Intanto diciamo subito che con Blue Monday ci riferiamo al terzo lunedì di gennaio. Secondo una teoria che ha preso piede negli ultimi anni, soprattutto grazie alla viralità sul web, si tratterebbe del giorno più triste dell’anno. Ma cos’è concretamente il Blue Monday e perché se ne parla? E’ una bufala oppure è una cosa vera? Andiamo a scoprirlo di seguito. 

Dal freddo alle giornate corte, tanti motivi per considerare il Blue Monday il giorno più triste dell’anno

Ogni anno, il terzo lunedì di gennaio è soprannominato ‘Blue Monday’. A identificare il Blue Monday nel 2005 è stato Cliff Arnall, un professore di psicologia dell’università di Cardiff.

Secondo lo psicologo, le cause che rendono questo giorno il più triste dell’anno sono molte: dal freddo alle giornate corte, fino ad arrivare alla consapevolezza della fine definitiva delle vacanze natalizie.

Blue Monday, altri motivi che lo rendono il giorno più triste dell’anno

Ma ci sono altri motivi che lo rendono il giorno più triste dell’anno. Le feste di Natale sono ormai finite, i sensi di colpa per aver speso troppi soldi durante le vacanze o aver mangiato troppo…

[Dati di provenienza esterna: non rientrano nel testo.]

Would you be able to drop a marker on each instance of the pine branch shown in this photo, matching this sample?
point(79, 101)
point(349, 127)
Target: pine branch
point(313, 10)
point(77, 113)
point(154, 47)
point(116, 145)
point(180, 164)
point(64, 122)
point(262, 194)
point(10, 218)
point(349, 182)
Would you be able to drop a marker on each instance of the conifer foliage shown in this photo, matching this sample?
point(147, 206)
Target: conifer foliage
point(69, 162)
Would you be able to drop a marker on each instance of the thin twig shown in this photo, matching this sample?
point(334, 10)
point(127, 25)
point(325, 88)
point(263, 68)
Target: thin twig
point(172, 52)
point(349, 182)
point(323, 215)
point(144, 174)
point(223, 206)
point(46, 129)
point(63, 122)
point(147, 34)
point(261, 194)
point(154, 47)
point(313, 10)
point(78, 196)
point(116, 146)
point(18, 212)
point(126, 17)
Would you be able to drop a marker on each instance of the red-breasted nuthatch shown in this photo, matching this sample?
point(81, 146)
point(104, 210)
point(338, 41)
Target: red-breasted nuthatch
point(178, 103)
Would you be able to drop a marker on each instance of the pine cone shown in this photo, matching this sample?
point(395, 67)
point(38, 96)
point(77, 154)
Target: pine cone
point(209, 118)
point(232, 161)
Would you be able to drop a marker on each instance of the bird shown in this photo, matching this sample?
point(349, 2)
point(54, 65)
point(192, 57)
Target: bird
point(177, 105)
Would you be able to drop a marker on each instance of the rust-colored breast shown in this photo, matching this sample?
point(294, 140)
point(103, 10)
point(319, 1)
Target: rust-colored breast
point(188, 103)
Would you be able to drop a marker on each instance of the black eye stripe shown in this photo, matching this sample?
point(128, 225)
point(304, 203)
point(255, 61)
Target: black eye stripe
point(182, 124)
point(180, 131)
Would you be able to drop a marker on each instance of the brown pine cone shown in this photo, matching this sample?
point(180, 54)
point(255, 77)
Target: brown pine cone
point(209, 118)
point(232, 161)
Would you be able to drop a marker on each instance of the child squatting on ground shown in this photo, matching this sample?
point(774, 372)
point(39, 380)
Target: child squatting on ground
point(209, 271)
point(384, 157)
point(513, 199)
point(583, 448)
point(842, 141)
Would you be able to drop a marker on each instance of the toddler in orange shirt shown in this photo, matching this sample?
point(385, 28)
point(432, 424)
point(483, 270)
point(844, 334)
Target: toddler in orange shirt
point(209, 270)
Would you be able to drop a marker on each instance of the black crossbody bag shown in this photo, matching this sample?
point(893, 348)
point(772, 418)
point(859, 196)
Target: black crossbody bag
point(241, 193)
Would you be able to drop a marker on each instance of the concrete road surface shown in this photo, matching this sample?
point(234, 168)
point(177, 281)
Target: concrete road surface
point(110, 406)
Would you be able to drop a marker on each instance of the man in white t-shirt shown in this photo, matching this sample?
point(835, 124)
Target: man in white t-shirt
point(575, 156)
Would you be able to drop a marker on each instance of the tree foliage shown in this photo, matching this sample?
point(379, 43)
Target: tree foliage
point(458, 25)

Poi non bisogna dimenticare il fatto che il lunedì è il giorno più odiato da tutti perché si torna a lavorare dopo il fine settimana.

Più bufala che realtà, le ragioni commerciali dietro al Blue Monday

In realtà quella del Blue Monday è una bufala. Nasce da una campagna pubblicitaria della compagnia di viaggi Sky Travel. Dietro l’invenzione del Blue Monday c’è quindi una trovata pubblicitaria.

Infatti lo stesso Arnall ha ammesso di essere stato contattato da una agenzia pubblicitaria che cercava uno scienziato disposto a firmare uno studio con le conclusioni già scritte. L’agenzia pubblicitaria aveva bisogno della firma autorevole di uno scienziato per far passare per vera quella che è solamente una bufala.